A roughly year-long legal battle over the Florida Dept. of Transportation’s selection of a contractor for an $800-million Miami bridge project is over, with a Fluor-led team officially rejected in favor of an Archer Western-led joint venture.

The Fluor-Astaldi-MCM (FAM) joint venture, which placed second during a best-value procurement process in 2017, argued that FDOT’s selection process wrongly minimized the importance of competitors’ aesthetic scores for the “signature bridge” project. The FAM team had earned higher aesthetic scores than the joint venture of Archer Western and de Moya Group, known as AWD.

FDOT’s emphasis on aesthetics during the procurement was the result of a 2013 lawsuit by former Miami Commissioner Marc Sarnoff, who had sued the agency on behalf of Miami residents who demanded a “signature” bridge. Sarnoff filed a new complaint against FDOT in 2017 in response to the agency’s initial selection of Archer Western.

The state agency’s request for a design-build-finance proposal described a four-step process that included: short-listing, pass-fail review by the aesthetics committee, scoring the technical and aesthetic submissions, and the price and financial proposal submission.

In an April 10, 2018, ruling on the bid protest, state administrative law judge Hetal Desai concluded the Miami bridge project’s procurement was “conducted in full compliance with all applicable laws, and the award to AWD did not violate the agency's governing statutes, rules or policies, or the solicitation specifications.”

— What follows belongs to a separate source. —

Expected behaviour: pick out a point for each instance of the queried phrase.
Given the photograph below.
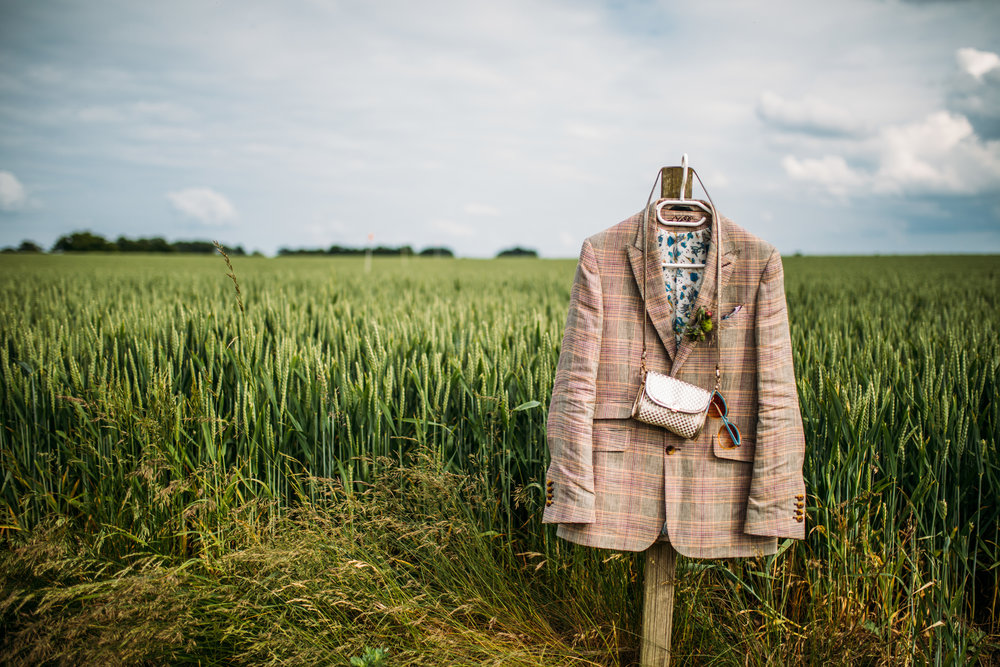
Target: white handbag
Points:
(663, 400)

As ENR previously reported, Sarnoff had contended that the third step of FDOT’s review should have required separate votes on the competing proposals’ aesthetics and technical merits. However, the RFP did not actually specify the voting process for that third step.

On this point, Desai concluded “the language of the RFP identifying the preliminary nature of the bidder's drawings and designs and the Written Confirmation Letter was not erroneous.”

The FAM team formerly dropped its legal protest on April 18. On April 30, FDOT Secretary Mike Dew signed an order allowing the agency to execute a contract with the Archer Western-de Moya joint venture team.

A construction schedule has not been determined yet, said FDOT spokesperson Tish Burgher.

Officials with Fluor and Archer Western declined to comment on the matter.